Spurtle is one I ran into a while back that took me a while. Closest I got was a jet from a fountain, but maybe not so high powered as “jet” implies.

narciso said...

it's a very cromulent word,

Lurker21 said...

A similar process might have mixed "splash" and "slosh" to give us "splosh." And somehow "sputter" gave birth to "splutter." "Spl" words (and "sp" and "sl" words) seem to convey similar meanings, while "bl" (and "br") words tend to indicate something harsher, blunter, more brutal. A blot or a blotch is more serious than a spot or a splotch.

Try it out. "Splunt" and "sprutal" sound a lot less serious than "blunt" or "brunt" or "brutal." "Spludgeoning" may be violent and messy, but it doesn't sound like something you do with a club or a bludgeon, and "splundering" sounds a lot more delightful than "blundering." Try it the other way. "Splashing" won't get you into too much trouble. "Blashing" sounds like a more serious faux pas, and "blurging" sounds like it would leave one a lot more bloated than "splurging."

Lurker21 said...

What the Dickens has gotten into Christmas!

Splooge!

It's the holliest, jolliest, horniest, porniest holiday special ever!

Splooge!

You'll laugh until you splurt!

Maillard Reactionary said...

narciso: cromulent?

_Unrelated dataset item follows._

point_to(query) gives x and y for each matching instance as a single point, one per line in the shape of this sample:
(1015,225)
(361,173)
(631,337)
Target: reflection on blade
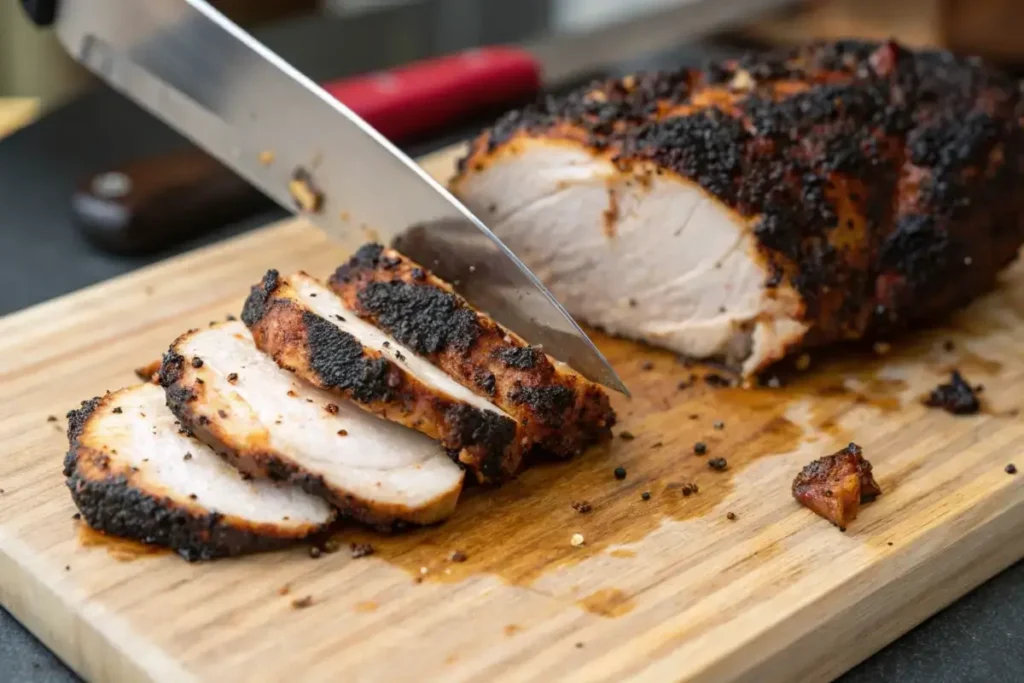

I was thinking runcible. Arguable either way, I'll grant.

tcrosse: "...Something involving mayonnaise and a turkey baster is my guess." Dude, I'm going to try to forget you said that. Mostly out of self-defense.

Separately, my compliments on Howard's new avatar. Is it aspirational, or suggestive of autobiography?

tcrosse said...

There's an episode of Blackadder where Samuel Johnson pays a visit, and Blackadder keeps throwing obscure or made-up words at him.

Mike (MJB Wolf) said...

One does wonder then about LATHER / SLATHER and SPUTTER / SPLUTTER as well.

Francisco D said...

When I was a teenager learning the ways of love, I had a tendency to splurt.

Luckily I grew out of it because it was embarassing.

Nichevo said...

Howard said...
You shame the Mask Replica, Jonathan. Failure to recognize Ann's homage to Captain Beefheart is a shame.

In most of Altposts, the main topic or meme of the story is purposefully the least revealing 'angle" of the story


Yeah. We know. Maybe you could tell her to stop it.

Narr said...

"Blort": the sound of a cosh striking a skull.

"Glap": the sound of a plastic water bottle when squeezed.

According to an anecdote in the Winchester bio of Needham, JBS Haldane reported the results of an experiment dropping mammals down mineshafts-- "A rat is killed, a man is broken, a horse splashes."

Narr
The science is settled



Ingachuck'stoothlessARM said...

that's why you should never eat anything flammable.
It gives you looseness of the bowels, and if it ignites

... you'll have baked a laske.

ken in tx said...

I had a visiting professor in an Education class once assert that an attachment to 'Proper English' in school was merely a form of social class bigotry.

narciso said...

Its a reference from the sympsons

JAORE said...
This comment has been removed by the author.
Terry Ott said...

Splurt is kind of like pornography and obscenity:: “i’ll know it when I see it”. That said, I have seen it and felt it as well. It happens and appears more and more frequently as one lives into ripe old age.